In 1664, the Spanish relinquished control of Jamaica to the British and Sir Thomas Modyford divided this fair isle into seven administrative units known as parishes. These were located mainly in the mid to south-eastern end of the island: Clarendon, St John’s, St Andrew’s, St Katherine’s, Port Royal, St David’s and St Thomas in the East. As we know, Jamaica has undergone several parish evolutions since then, leaving us with the 14 we know today.
We’ve already shared some quick facts about the parishes of Westmoreland, Hanover, St James and Trelawny. Today, let’s revisit those parishes to find out more about how they got their names.
Hanover was named for the British monarch George I, who was from the House of Hanover in Germany. George was elector of Hanover and, from 1714, the first Hanoverian king of Great Britain.
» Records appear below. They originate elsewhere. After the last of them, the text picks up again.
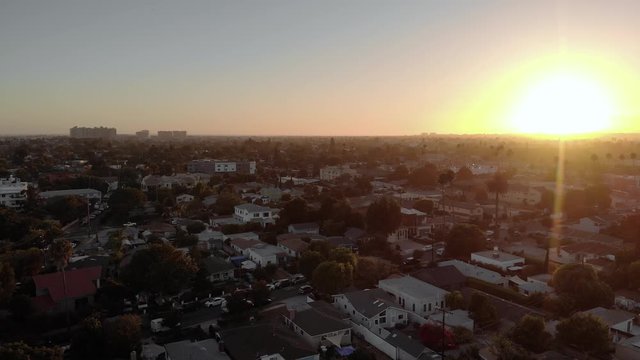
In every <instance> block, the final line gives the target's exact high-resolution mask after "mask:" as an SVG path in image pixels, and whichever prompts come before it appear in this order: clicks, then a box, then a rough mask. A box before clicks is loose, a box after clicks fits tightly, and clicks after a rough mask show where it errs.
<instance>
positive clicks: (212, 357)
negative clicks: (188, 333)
mask: <svg viewBox="0 0 640 360" xmlns="http://www.w3.org/2000/svg"><path fill="white" fill-rule="evenodd" d="M164 349H165V359H166V360H229V355H227V354H226V353H224V352H221V351H220V346H219V345H218V343H217V342H216V341H215V340H214V339H204V340H200V341H191V340H182V341H176V342H172V343H168V344H165V345H164Z"/></svg>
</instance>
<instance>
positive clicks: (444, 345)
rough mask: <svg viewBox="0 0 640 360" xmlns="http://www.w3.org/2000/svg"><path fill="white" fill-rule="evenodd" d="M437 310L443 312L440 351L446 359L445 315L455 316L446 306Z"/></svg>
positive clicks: (445, 330)
mask: <svg viewBox="0 0 640 360" xmlns="http://www.w3.org/2000/svg"><path fill="white" fill-rule="evenodd" d="M436 310H439V311H442V348H441V349H440V356H441V357H442V358H443V359H444V350H445V348H446V341H445V339H446V337H445V334H446V327H445V315H446V314H453V313H452V312H451V311H449V310H447V309H446V308H445V307H444V306H440V307H436Z"/></svg>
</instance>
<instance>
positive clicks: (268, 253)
mask: <svg viewBox="0 0 640 360" xmlns="http://www.w3.org/2000/svg"><path fill="white" fill-rule="evenodd" d="M285 255H286V253H285V252H284V250H282V249H281V248H279V247H277V246H274V245H271V244H265V243H263V242H261V243H260V244H256V245H254V246H251V247H249V248H248V249H247V251H246V256H247V257H248V258H249V259H251V261H253V262H254V263H256V264H258V265H260V266H267V265H271V264H273V265H278V263H279V259H280V258H282V257H284V256H285Z"/></svg>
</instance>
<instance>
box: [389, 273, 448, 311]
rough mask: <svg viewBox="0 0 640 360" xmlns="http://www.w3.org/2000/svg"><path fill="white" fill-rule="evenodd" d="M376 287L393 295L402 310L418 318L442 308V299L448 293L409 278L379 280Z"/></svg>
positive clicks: (442, 298) (391, 294)
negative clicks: (414, 313) (414, 314)
mask: <svg viewBox="0 0 640 360" xmlns="http://www.w3.org/2000/svg"><path fill="white" fill-rule="evenodd" d="M378 287H379V288H380V289H382V290H384V291H386V292H388V293H390V294H391V295H393V296H394V298H395V300H396V303H398V304H400V306H402V308H403V309H407V310H410V311H412V312H414V313H416V314H418V315H420V316H427V315H429V314H432V313H433V312H435V311H437V309H438V308H441V307H443V306H444V297H445V295H446V294H447V293H448V292H447V291H446V290H443V289H440V288H438V287H435V286H433V285H431V284H427V283H426V282H424V281H422V280H418V279H416V278H414V277H411V276H404V277H401V278H394V279H385V280H380V281H379V282H378Z"/></svg>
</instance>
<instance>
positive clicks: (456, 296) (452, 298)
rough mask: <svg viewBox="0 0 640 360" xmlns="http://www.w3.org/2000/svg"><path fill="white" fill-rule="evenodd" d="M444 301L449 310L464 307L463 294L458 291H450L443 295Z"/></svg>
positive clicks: (453, 309) (462, 308) (461, 307)
mask: <svg viewBox="0 0 640 360" xmlns="http://www.w3.org/2000/svg"><path fill="white" fill-rule="evenodd" d="M444 303H445V304H446V305H447V308H449V310H456V309H464V296H462V293H461V292H460V291H457V290H456V291H452V292H450V293H447V294H446V295H445V296H444Z"/></svg>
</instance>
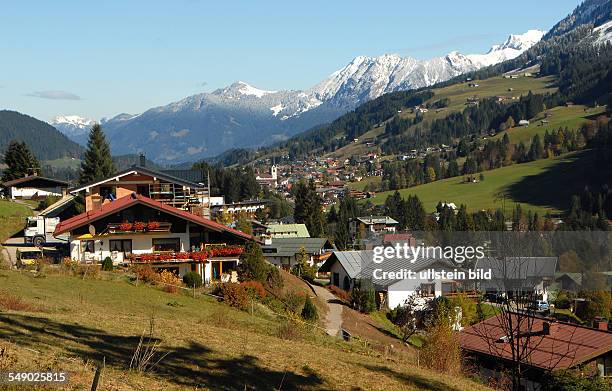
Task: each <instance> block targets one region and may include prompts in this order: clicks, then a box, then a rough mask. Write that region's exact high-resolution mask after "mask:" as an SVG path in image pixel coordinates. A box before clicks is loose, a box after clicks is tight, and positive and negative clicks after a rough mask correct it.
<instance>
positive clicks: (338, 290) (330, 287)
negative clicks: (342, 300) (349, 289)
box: [328, 285, 349, 301]
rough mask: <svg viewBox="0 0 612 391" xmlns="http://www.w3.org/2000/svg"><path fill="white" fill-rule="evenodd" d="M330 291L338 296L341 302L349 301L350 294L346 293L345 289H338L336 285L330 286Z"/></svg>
mask: <svg viewBox="0 0 612 391" xmlns="http://www.w3.org/2000/svg"><path fill="white" fill-rule="evenodd" d="M328 289H329V290H330V291H331V292H332V293H333V294H334V295H336V296H337V297H338V298H339V299H340V300H343V301H348V298H349V294H348V292H347V291H345V290H344V289H341V288H338V287H337V286H335V285H330V286H329V287H328Z"/></svg>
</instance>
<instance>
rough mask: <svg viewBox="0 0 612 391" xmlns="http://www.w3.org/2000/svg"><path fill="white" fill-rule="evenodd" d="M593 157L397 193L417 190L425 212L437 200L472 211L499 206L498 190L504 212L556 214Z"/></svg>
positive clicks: (444, 181) (550, 160)
mask: <svg viewBox="0 0 612 391" xmlns="http://www.w3.org/2000/svg"><path fill="white" fill-rule="evenodd" d="M593 159H594V153H593V152H592V151H583V152H580V153H571V154H567V155H564V156H561V157H557V158H554V159H543V160H537V161H534V162H530V163H524V164H514V165H511V166H508V167H502V168H498V169H495V170H491V171H485V172H484V173H483V174H484V176H485V180H484V181H481V182H478V183H463V177H455V178H448V179H444V180H441V181H436V182H432V183H428V184H425V185H421V186H416V187H412V188H408V189H402V190H400V193H401V194H402V196H403V197H406V196H407V195H408V194H416V195H417V196H418V197H419V198H420V199H421V201H422V202H423V203H424V205H425V210H426V211H428V212H432V211H434V210H435V207H436V205H437V204H438V202H439V201H442V202H444V201H446V202H454V203H455V204H457V205H460V204H465V205H466V206H467V207H468V210H471V211H479V210H482V209H497V208H502V199H501V198H500V193H501V194H504V197H505V208H506V211H507V212H509V211H510V210H512V208H513V207H514V205H515V204H516V203H519V204H521V206H522V207H524V208H525V209H529V210H532V211H534V212H538V213H540V214H541V215H543V214H546V213H551V214H558V213H560V212H562V211H564V210H566V209H567V208H568V207H569V202H570V198H571V196H572V195H573V194H577V193H580V191H582V189H583V188H584V184H585V183H584V177H585V175H584V172H585V171H587V170H591V169H593ZM611 178H612V177H611ZM392 193H393V192H392V191H390V192H383V193H378V194H377V195H376V197H375V198H373V199H372V201H373V202H374V203H375V204H382V203H384V202H385V199H386V198H387V196H389V195H391V194H392Z"/></svg>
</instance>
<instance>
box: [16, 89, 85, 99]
mask: <svg viewBox="0 0 612 391" xmlns="http://www.w3.org/2000/svg"><path fill="white" fill-rule="evenodd" d="M28 96H32V97H34V98H42V99H54V100H81V97H80V96H78V95H76V94H73V93H72V92H67V91H61V90H46V91H34V92H32V93H30V94H28Z"/></svg>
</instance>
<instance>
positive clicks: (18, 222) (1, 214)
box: [0, 201, 32, 243]
mask: <svg viewBox="0 0 612 391" xmlns="http://www.w3.org/2000/svg"><path fill="white" fill-rule="evenodd" d="M31 214H32V210H31V209H30V208H28V207H27V206H25V205H21V204H18V203H15V202H10V201H0V243H4V241H5V240H6V239H8V238H9V237H11V236H12V235H13V234H15V233H17V232H19V231H20V230H21V229H23V227H24V226H25V218H26V216H30V215H31Z"/></svg>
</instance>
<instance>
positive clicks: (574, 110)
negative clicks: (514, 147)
mask: <svg viewBox="0 0 612 391" xmlns="http://www.w3.org/2000/svg"><path fill="white" fill-rule="evenodd" d="M548 112H549V113H550V114H552V116H550V117H549V118H546V117H545V115H544V113H540V114H539V115H538V116H536V118H532V119H531V123H530V124H529V126H528V127H518V126H517V127H514V128H510V129H509V130H507V131H504V132H500V133H498V134H496V135H495V137H494V139H501V138H503V137H504V134H506V133H508V137H509V138H510V142H511V143H512V144H518V143H520V142H521V141H522V142H523V143H525V144H530V143H531V139H532V138H533V136H535V135H536V134H539V135H540V137H542V139H543V136H544V133H545V132H546V131H548V132H551V131H552V130H557V129H559V128H566V127H567V128H568V129H570V130H576V129H579V128H580V127H581V126H582V125H584V124H585V123H587V122H588V121H590V120H591V119H592V118H593V117H595V116H596V115H598V114H601V113H603V112H605V107H596V108H588V107H586V106H582V105H575V106H569V107H566V106H558V107H553V108H552V109H550V110H548ZM541 120H547V121H548V123H545V124H542V123H541V122H540V121H541Z"/></svg>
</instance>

He was born Georg Ludwig (George Louis in English) on May 28, 1660, the eldest son of the Duke of Brunswick-Lüneburg and Sophia, a granddaughter of King James I of England. In 1701, under the Act of Settlement, George’s mother Sophia was nominated heiress to the English throne if the reigning monarch William III and his heir Anne died without having children. The Act sought to guarantee a Protestant succession and Sophia was the closest Protestant relative, although there were at least 50 Catholic relatives with stronger claims. Sophia and Anne died within two months of each other and George became king in August 1714. He was active in British foreign policy in the early years of his reign. He also helped forge an anti-Spanish alliance with France in 1717 – 1718.
St James was named for James II, the Duke of York. James was a Stuart king of England, Scotland and Ireland who in 1688 was overthrown in the ‘Glorious Revolution’ by William III. He was born on October 14, 1633 to Charles I and Henrietta Maria and was named after his grandfather, James I and VI. He was a distinguished soldier and commanded the Royal Navy from 1660 to 1673. In 1660, James married Anne Hyde, for whom the parish of St Ann is named. In 1669, James converted to Catholicism and took a stand against a number of anti-Catholic moves, including the Test Act of 1673, which was a law that made a person’s eligibility for public office dependent upon his profession of the established religion. This did not impede his succession to the throne on Charles’ death in 1685.
Trelawny was named for Sir William Trelawny, the Governor of Jamaica at the time the parish was formed in 1770. He was born in Falmouth in the county of Cornwall, so the parish capital was also named in his honour. He was a baronet (a rank below barons but above most knights) and member of Parliament for the proprietorial borough of West Looe (also called Westlow or Westlowe) from 1757 to 1767. In 1767, he was appointed Governor of Jamaica, a post he held until his death in December 1772.
Unfortunately, there is no special story about how Westmoreland‘s name came to be, as it seems to have been called that simply because it was created out of the lands in the west of Jamaica.